Some articles and resources on FND refer to yet another statistic, suggesting that up to a third of outpatient neurology consultations involve the disorder. Check out this statement from Alexander Lehn–remember, he co-wrote the chapter that included the 5.4% figure for “typical FND cases”–during a 2020 discussion on an Australian podcast: “One in three presentations to neurology outpatient clinics are due to functional disorders. One in three.”
No equivocation there! One in three is more than six times the 5.4% prevalence rate.
.That statistic presumably comes from the same Scottish study, with its 30% prevalence, or not quite a third, of patients whose conditions were not explained or only “somewhat” explained by what the authors refer to as “organic disease.” (A side note: Given that FND experts themselves are clearly differentiating between “organic disease” and “psychological” causation, why do they insist that others who make the same distinction are engaging in unwarranted and specious “mind-body dualism”? Asking for a friend…)
The 30% figure takes into account all 1144 of the patients whose disorders neurologists could not explain by “organic disease,” including the 5.4% rate of “typical FND cases” and the 10% rate of cases involving “psychological symptoms” but apparently with no rule-in signs. The additional 14% of that 30% cohort presumably have neither rule-in signs nor “psychological symptoms”—just unexplained neurological deficits. That means these 30% and 16% prevalence claims take us right back to the wastebasket diagnosis. With these expansive interpretations of what constitutes FND, anything that appears “functional”—in other words, anything the neurologists can’t explain through standard methodologies—can be counted as FND, whether identified by rule-in signs or not.

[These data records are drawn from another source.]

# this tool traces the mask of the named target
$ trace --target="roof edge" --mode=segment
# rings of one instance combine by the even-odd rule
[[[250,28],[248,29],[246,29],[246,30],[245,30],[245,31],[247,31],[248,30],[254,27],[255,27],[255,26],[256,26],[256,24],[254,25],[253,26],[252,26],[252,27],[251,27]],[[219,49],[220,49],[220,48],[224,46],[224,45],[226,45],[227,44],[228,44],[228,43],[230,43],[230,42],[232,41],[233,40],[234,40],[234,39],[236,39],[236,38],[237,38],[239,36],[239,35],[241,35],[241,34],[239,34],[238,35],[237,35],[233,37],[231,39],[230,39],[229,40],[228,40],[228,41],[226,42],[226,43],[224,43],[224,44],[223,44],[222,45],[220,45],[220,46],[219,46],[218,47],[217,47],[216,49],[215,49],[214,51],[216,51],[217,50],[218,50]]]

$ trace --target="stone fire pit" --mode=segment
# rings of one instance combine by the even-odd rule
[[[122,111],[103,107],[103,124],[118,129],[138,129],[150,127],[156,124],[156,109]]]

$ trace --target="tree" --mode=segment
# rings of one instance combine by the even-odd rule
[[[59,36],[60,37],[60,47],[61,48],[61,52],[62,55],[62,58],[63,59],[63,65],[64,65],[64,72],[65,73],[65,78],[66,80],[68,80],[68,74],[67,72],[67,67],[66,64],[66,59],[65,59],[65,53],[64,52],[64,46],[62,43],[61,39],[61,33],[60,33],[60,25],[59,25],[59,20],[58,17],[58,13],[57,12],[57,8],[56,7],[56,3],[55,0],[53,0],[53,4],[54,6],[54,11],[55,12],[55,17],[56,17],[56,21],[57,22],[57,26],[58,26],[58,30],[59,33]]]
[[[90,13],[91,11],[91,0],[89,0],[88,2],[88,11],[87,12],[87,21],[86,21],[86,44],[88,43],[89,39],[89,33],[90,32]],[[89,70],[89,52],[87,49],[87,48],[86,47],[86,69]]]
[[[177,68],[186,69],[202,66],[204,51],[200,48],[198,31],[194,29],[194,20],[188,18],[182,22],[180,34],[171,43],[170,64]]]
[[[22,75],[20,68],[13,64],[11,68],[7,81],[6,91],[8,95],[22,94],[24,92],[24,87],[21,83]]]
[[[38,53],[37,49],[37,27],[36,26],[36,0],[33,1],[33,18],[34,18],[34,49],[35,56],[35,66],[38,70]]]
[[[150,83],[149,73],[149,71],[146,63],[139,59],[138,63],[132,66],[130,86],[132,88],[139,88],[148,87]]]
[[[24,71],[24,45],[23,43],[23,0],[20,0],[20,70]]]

From a scientific and medical perspective, this inflation of prevalence data is problematic and confusing. What is the basis for assuming that the 10% with “psychological symptoms”–but apparently without positive, rule-in signs–also have FND? And how about the additional 14% on top of that who have not been identified as experiencing “psychological symptoms” and whose disorders are also unexplained by “organic disease”?
If FND is now a rule-in diagnosis, per the DSM-5 and the leading experts, then people without positive identification should not be given the label or imputed to belong to the category. Yet it seems, from how the data in the Scottish study have been interpreted, that these patients are at risk of being diagnosed with FND even in the absence of any such positive signs–just as they might previously have been tossed into the conversion disorder trash bin.
In short, the documented prevalence of FND among outpatients attending neurology clinics, according to the revised description of the condition and the data collected by top experts, is less than 6%–not 16% and certainly not a third. In the field of oncology, people who have not been identified as having cancer through positive diagnostic tests are not routinely included in cancer statistics. Why are neurologists doing otherwise with FND?
(One final point: Professor Michael Sharpe of PACE fame was the senior author on the Scottish neurological studies cited here. Just saying.)